Not only 29, but also 41, 43, 62, 64, 71, 76, 83, 92, 97 and 104 are valid bases for pseudoprimality of 105.

## Using pari to find valid bases for pseudoprimes(contd)

In Z(i) (20 + 21*i) and (21 + 20*i) are valid bases for pseudoprimality of 105. Needless to say their conjugates are also valid bases.

## Using pari to find valid bases for pseudoprimes(contd)

I was looking for something predictable in finding valid bases for pseudoprimality of 105. Happy to say that I succeeded: starting from 41, 41 + 21*k, where k belongs to N are valid bases; exceptions - integers ending with 0 or 5. Needless to say there are bases other than these.

## How to find valid bases for pseudoprimes in Z(i)

We can use pari. There is another way: Take a known base for pseudoprimality of a composite number.
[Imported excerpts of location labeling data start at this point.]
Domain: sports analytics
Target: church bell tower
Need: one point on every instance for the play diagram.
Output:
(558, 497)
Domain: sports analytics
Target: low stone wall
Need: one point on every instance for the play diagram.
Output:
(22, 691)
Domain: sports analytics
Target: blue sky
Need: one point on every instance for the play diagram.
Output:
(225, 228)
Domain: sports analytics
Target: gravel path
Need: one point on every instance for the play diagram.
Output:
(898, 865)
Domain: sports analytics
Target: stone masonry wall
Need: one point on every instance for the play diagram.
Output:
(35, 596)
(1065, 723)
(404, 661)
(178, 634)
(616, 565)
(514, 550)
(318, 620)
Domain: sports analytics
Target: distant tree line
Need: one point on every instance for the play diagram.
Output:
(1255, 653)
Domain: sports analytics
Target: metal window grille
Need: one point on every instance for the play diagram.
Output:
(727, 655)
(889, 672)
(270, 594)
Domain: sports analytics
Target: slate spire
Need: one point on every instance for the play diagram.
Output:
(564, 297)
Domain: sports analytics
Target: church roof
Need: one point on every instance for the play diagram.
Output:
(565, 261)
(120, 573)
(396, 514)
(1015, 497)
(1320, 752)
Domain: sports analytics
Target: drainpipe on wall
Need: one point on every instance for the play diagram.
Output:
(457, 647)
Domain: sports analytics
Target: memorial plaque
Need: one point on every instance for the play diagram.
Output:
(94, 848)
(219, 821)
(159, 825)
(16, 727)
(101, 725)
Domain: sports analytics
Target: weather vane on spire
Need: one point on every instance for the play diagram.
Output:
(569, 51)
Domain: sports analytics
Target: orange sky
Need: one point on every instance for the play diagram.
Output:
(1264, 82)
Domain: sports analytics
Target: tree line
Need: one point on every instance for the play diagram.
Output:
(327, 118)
Split it into two parts such that one part is exactly divisible by one or more prime factors of the given composite number and the other is exactly divisible by the remaining prime factor/s. Let any one of the two parts be the real and the other be the coefficient of i in the complex base. Example: 29 is a base for pseudo -primality of 105 in Z. 29 can be split into two parts 14 and 15. 14 is divisible by 7 and 15 is divisible by 3 and 5. Hence 14 + 15i and 15 + 14i are valid bases in Z(i). Needless to say conjugates of these two are also valid bases.